Just make sure to go to http://www.derektaylorkent.com/work/#/kubricksgame/to begin, but you have to read the book first because details from the book will be in the puzzles.
Me: How did you find the change from writing for kids to writing for adults?
Kent: It was the most difficult part of the process for sure. I had been exclusively writing picture books and middle-grade fiction (ala my series Scary School), so the writing styles were entirely different. I pretty much had to retrain myself to write long sentences and use more complex language than I was used to using. Luckily, my screenplays tend to veer more adult, so I still felt comfortable telling more mature stories, but the prose writing took a long time to get accustomed to and required a good deal of editing.
Me:What’s next?<Kent: Depending on how Kubrick’s Game is received, I may work on a sequel to that. I’ve also been writing narrative scripts for Virtual Reality and have a pretty epic Sci-Fi series that I’ve just started working on. I also have a couple middle-grade books that I’m finishing up and hope to get on the shelves soon. One is about a ten-year-old kid who becomes principal of his school called Principal Mikey and another is about superhero cows called The Mootants.
Me: What’s one thing you never get asked, but want the world to know?
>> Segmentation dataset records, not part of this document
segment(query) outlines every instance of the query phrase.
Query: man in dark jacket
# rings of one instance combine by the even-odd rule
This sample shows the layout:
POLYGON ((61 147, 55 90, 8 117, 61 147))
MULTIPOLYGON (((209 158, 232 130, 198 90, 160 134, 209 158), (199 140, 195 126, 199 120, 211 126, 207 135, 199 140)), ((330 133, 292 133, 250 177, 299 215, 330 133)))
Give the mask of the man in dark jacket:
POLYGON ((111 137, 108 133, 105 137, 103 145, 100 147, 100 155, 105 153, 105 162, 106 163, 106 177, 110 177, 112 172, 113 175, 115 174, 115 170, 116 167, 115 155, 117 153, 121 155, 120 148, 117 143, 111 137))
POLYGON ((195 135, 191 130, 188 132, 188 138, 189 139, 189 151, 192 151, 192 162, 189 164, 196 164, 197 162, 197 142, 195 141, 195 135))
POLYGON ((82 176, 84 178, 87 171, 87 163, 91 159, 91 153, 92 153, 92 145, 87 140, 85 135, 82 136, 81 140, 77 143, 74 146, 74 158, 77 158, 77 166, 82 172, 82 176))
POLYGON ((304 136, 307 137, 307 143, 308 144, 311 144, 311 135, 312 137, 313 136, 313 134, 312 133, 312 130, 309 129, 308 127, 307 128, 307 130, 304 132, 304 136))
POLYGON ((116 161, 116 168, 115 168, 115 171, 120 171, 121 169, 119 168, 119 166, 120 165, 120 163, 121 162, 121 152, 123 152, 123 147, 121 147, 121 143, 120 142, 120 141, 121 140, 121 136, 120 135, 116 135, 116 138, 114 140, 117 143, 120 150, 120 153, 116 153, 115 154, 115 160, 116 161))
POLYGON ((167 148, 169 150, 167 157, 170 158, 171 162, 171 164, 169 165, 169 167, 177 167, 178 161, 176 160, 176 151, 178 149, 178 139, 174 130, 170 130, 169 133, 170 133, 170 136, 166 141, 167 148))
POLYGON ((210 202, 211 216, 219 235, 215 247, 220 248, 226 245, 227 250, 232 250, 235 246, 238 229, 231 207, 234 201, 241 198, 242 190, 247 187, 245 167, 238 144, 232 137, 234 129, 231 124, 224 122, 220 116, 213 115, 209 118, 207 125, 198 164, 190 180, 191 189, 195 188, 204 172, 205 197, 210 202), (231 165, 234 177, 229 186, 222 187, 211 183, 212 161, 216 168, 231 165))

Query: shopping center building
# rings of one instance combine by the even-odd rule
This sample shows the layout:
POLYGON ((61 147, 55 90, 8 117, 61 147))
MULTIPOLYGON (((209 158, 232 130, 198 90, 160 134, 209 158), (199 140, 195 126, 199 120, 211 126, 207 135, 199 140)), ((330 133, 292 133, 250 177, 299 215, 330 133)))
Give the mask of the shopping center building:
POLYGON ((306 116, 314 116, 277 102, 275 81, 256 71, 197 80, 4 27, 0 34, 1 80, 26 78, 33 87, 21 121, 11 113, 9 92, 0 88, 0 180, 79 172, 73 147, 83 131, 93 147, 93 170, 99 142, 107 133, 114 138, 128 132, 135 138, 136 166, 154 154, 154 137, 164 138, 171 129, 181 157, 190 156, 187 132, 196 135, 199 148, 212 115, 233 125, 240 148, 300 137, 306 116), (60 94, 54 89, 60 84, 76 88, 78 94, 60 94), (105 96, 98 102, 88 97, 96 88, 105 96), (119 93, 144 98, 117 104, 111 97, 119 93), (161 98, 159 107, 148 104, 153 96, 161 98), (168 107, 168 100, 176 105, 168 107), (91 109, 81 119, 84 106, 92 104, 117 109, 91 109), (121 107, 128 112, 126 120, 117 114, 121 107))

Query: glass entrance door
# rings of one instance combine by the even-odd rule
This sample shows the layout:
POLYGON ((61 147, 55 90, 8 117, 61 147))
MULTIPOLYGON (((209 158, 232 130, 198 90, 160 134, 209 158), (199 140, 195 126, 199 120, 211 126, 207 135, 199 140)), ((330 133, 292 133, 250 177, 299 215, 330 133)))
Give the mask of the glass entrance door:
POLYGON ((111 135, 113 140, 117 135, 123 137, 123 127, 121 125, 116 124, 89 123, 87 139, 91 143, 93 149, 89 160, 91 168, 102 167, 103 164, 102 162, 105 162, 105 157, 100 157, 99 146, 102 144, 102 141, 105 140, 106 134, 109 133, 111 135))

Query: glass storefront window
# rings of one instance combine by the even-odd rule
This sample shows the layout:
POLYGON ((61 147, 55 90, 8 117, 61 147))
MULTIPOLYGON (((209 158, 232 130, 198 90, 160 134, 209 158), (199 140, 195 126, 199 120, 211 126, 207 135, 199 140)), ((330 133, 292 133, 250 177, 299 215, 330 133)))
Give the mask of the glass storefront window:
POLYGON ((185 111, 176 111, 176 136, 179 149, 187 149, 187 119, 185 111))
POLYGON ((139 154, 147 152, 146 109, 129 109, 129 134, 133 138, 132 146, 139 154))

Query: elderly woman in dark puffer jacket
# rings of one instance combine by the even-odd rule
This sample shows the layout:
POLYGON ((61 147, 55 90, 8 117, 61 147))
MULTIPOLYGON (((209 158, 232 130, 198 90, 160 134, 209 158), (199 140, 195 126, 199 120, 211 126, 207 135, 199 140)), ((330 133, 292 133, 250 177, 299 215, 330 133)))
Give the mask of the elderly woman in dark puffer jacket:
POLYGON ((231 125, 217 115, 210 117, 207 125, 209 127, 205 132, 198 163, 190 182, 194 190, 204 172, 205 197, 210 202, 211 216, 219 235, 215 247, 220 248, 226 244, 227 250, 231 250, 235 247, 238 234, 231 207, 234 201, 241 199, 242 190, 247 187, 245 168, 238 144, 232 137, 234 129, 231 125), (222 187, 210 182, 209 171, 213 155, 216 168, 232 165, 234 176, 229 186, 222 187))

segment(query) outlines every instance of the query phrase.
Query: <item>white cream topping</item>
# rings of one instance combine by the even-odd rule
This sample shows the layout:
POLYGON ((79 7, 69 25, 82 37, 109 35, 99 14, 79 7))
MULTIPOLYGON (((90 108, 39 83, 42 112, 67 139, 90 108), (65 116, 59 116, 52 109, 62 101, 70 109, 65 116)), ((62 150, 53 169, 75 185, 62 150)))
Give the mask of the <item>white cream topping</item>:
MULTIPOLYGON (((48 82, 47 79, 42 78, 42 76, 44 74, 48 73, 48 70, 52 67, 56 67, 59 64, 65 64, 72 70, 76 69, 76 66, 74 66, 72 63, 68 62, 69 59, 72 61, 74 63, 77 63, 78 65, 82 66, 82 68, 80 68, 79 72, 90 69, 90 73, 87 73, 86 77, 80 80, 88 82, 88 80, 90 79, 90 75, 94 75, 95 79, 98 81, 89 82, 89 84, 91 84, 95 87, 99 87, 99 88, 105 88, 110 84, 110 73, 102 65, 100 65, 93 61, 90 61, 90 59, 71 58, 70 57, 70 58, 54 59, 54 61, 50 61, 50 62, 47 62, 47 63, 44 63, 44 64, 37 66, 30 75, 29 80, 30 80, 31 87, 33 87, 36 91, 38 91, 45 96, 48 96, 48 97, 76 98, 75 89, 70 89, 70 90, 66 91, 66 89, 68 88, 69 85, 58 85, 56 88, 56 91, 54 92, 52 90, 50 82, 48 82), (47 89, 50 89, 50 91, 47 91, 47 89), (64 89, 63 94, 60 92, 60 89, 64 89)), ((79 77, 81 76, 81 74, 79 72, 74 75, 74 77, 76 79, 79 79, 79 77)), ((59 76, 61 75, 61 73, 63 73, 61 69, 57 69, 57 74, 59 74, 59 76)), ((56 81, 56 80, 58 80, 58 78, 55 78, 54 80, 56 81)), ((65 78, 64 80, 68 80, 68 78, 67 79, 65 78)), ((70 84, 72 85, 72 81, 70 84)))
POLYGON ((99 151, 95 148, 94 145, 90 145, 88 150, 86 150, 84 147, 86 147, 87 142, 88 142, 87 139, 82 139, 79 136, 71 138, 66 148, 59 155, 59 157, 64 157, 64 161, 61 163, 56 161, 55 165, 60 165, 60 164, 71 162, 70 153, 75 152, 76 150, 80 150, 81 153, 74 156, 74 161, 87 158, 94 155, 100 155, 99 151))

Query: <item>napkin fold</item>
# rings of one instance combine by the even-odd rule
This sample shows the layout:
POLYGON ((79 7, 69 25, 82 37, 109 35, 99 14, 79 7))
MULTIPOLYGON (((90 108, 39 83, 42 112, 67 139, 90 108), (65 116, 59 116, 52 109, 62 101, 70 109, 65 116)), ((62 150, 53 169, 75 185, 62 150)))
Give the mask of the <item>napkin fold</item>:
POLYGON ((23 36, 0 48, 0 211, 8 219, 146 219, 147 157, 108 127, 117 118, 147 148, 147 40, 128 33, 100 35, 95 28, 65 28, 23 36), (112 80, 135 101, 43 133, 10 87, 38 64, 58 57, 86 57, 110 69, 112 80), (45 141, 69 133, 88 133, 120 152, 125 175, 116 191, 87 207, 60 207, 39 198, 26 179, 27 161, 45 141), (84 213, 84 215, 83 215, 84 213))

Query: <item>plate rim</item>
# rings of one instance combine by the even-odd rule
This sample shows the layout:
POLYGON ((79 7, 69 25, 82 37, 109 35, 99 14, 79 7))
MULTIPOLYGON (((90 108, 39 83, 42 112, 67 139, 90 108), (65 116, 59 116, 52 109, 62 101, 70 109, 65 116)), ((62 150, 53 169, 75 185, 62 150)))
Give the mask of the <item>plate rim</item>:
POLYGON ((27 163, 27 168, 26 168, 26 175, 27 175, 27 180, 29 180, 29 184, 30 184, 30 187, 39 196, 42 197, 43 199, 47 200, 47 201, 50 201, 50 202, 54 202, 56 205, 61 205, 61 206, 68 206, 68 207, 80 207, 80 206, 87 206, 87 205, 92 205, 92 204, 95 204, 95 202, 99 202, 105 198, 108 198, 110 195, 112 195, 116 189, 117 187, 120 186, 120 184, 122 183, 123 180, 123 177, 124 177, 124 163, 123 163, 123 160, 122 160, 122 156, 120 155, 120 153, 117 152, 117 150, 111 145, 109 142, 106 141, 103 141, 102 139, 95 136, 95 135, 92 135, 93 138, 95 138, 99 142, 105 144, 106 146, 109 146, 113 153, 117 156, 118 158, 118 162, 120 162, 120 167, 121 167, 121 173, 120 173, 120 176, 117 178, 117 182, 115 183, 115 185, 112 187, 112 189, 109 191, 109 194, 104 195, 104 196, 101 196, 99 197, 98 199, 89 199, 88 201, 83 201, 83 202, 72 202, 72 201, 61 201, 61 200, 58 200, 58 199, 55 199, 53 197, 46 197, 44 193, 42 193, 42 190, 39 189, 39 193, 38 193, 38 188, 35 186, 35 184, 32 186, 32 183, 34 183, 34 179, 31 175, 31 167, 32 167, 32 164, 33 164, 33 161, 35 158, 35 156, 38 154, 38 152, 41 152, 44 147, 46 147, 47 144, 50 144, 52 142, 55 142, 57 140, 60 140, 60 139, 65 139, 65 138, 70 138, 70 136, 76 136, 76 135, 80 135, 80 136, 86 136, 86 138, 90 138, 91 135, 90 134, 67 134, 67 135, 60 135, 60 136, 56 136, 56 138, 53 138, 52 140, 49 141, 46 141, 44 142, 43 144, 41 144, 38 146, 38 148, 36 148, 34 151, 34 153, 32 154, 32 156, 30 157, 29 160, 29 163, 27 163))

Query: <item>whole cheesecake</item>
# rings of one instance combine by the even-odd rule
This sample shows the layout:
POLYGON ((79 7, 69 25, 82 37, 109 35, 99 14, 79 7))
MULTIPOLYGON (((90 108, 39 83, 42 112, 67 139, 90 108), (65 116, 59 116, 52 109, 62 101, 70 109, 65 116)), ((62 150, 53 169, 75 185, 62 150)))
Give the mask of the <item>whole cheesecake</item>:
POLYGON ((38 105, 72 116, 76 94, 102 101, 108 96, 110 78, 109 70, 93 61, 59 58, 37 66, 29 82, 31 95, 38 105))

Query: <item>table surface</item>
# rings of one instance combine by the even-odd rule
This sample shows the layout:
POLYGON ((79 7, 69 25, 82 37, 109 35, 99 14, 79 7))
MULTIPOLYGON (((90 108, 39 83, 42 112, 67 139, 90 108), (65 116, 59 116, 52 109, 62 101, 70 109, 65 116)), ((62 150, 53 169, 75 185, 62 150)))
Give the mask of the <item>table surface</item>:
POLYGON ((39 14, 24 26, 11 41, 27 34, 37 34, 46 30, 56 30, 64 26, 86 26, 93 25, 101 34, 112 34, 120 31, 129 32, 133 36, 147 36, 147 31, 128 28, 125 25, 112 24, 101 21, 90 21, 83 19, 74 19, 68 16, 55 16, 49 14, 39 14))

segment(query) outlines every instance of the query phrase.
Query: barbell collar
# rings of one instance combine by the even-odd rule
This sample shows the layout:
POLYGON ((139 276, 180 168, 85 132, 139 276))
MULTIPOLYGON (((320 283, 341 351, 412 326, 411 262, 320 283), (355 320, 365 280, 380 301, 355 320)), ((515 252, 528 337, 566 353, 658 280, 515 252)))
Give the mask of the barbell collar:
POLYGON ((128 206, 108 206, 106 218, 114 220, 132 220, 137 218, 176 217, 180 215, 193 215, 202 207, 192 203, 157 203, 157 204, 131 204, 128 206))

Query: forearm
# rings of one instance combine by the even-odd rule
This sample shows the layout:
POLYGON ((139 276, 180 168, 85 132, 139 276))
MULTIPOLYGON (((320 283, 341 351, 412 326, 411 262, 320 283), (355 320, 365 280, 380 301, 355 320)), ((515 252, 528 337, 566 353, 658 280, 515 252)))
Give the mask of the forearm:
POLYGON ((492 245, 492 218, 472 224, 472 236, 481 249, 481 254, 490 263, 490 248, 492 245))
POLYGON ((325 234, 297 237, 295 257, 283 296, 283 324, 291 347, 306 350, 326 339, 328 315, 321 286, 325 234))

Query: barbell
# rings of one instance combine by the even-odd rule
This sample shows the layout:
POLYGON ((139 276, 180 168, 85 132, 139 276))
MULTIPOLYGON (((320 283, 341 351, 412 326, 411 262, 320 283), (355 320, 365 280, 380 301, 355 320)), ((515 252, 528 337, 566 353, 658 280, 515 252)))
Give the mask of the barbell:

Kent: I get most of my creativity from my mom, artist Melanie Taylor Kent. She is an incredible painter, primarily known for doing epic pieces for Walt Disney, Warner Bros., LucasFilm, Steven Spielberg, The Rose Parade, and tons of others. She was known as the go-to artist for commemorative paintings of any American and international celebration. At my place I have have a Main Street Electrical Parade painting/multi-media sculpture that plays the Electrical Parade music and all the floats light up with fiber optics. Google her and you’ll see what I mean.